Nanotech in your pants

Cute Popular Science article titled "Little Robots in Your Pants." Turns out Dockers is making pants that claim to use nanotechnology to keep themselves clean, and a PS writer called the Dockers customer support line to find out more about this revolutionary new advance in textiles technology.

On the one hand, it's a mean-spirited piece, and kind of cruel. It's quite obvious that Dockers is being hyperbolic in referring to small fibers and a Teflon coating as "nanotechnology," and it's even more obvious that the poor customer-service person on the phone doesn't know what the word means and doesn't understand why the customer is being difficult.

On the other hand, the piece is kind of funny.
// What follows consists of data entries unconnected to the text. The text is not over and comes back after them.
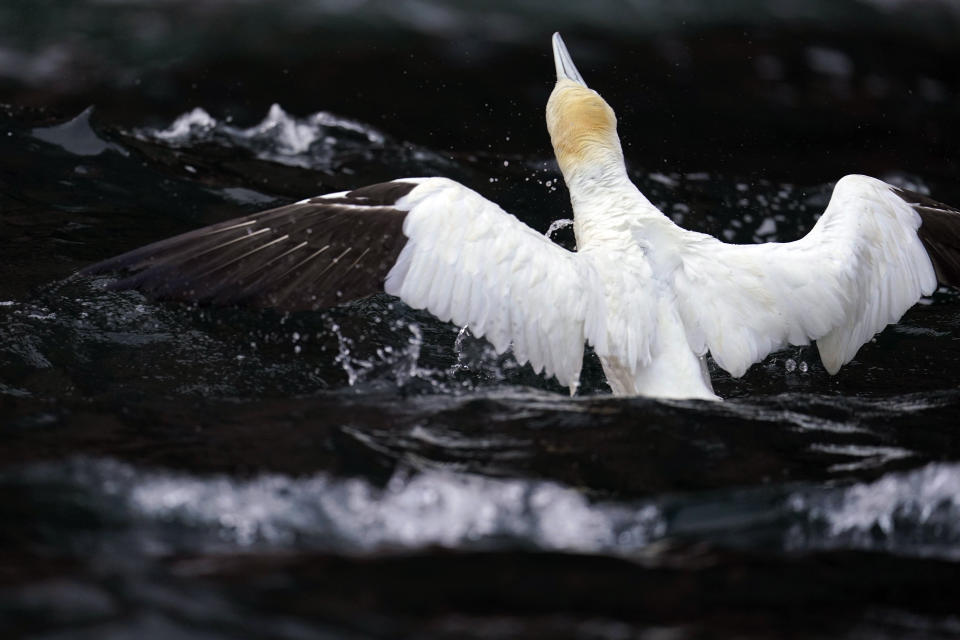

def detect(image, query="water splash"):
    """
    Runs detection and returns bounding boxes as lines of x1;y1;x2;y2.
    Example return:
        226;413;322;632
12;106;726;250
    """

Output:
543;218;573;240
0;458;663;555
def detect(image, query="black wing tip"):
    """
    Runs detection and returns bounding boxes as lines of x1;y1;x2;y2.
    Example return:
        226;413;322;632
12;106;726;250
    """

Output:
891;187;960;287
77;181;419;311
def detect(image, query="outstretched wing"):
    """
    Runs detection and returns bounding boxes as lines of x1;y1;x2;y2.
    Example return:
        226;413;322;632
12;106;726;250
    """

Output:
83;178;600;388
676;175;948;376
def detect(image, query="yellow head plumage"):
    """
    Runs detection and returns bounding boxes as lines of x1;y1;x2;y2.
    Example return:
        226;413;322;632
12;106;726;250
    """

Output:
547;34;623;181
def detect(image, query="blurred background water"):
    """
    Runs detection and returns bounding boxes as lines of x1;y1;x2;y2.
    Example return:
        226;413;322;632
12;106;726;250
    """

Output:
0;0;960;638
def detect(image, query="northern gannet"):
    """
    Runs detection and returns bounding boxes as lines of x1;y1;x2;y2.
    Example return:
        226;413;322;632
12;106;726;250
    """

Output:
84;34;960;400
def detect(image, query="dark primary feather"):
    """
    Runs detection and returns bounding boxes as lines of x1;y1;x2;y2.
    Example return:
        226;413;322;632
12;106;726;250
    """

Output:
894;188;960;287
81;182;416;311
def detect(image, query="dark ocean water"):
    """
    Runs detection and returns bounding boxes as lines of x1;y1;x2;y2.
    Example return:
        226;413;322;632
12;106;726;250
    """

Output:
0;0;960;639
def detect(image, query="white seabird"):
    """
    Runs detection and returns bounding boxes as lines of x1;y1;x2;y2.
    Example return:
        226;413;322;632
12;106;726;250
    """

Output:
84;34;960;400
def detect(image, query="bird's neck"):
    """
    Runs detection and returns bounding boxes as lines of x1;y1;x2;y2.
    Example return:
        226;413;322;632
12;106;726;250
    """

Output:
563;156;673;249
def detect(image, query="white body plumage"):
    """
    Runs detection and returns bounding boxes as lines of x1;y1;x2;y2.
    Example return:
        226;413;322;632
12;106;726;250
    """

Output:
87;35;960;400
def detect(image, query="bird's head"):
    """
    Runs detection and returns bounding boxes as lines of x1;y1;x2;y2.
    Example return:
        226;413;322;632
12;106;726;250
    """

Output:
547;33;623;184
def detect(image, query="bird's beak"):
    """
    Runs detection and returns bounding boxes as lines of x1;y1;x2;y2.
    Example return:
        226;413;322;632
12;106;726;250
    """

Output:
553;33;587;86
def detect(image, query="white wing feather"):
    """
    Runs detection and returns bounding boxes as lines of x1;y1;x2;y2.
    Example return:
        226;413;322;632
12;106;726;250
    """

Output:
675;175;937;376
384;178;599;390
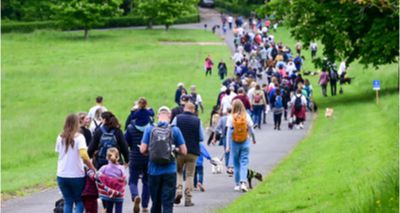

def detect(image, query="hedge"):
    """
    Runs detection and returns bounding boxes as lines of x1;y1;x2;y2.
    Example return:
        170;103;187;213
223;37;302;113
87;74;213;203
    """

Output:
1;14;200;33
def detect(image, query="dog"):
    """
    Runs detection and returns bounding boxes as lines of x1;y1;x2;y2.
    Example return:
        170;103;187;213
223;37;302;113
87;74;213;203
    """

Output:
210;157;223;174
325;108;333;118
247;169;262;189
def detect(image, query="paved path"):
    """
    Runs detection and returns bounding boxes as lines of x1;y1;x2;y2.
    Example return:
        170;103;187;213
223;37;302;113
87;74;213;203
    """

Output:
1;9;311;213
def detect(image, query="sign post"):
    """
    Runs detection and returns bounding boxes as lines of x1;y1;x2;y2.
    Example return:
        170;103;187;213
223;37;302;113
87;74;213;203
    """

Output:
372;80;381;104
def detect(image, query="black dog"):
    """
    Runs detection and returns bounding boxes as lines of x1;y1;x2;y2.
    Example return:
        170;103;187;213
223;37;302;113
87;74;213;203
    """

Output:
247;169;262;189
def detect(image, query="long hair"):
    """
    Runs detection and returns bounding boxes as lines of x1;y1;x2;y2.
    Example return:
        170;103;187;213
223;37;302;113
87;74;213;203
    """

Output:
232;99;246;115
60;114;80;152
101;111;121;129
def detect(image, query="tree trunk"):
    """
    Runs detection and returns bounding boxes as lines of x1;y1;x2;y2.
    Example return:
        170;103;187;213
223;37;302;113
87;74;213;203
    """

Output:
84;29;89;40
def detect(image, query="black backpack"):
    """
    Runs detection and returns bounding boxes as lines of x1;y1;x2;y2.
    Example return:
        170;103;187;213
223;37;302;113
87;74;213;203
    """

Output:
294;96;303;112
53;198;64;213
149;126;175;165
96;126;117;168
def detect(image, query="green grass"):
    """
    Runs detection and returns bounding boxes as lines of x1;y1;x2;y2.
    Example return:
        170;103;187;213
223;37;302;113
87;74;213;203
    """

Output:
220;29;399;213
1;30;231;194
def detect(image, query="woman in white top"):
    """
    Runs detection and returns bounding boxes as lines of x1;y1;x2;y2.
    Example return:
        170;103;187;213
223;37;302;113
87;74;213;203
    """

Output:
226;99;256;192
56;114;94;213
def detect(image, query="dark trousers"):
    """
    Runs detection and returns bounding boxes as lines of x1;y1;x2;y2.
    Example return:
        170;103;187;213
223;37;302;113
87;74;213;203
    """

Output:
330;80;337;96
57;177;86;213
274;113;282;128
206;68;212;76
102;200;124;213
321;84;327;96
193;166;204;187
149;173;176;213
129;165;150;208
It would be lots funnier, to me, if the article author had called the head of marketing for Dockers, who presumably actually has some responsibility for this misuse of the term nanotechnology, and asked the same questions.

(This is also another case where customer service people should either be given real information—like "we call it nanotechnology because the fibers are really small, we know it's an exaggeration"—or should be taught to be honest—as in, "I'm sorry, I'm not really sure what 'nanotechnology' means, would you like to talk to a marketing person?")

One Response to “Nanotech in your pants”

  1. David Moles

    The SF community (and I include Popular Science in that category if only because they keep printing articles on that damned Moller Skycar) is going to have to get used to the idea that the nanotechnology industry uses the word “nanotechnology” to mean stuff a lot more like those stain-repelling coatings than like Drexler’s magic molecular machines.

    I’m sure if PS had contacted Nano-Tex (the makers of the coating) instead of calling Levi’s, they would have got a real explanation.

    But then they wouldn’t have been able to get a cheap laugh by abusing a low-level customer service employee, would they?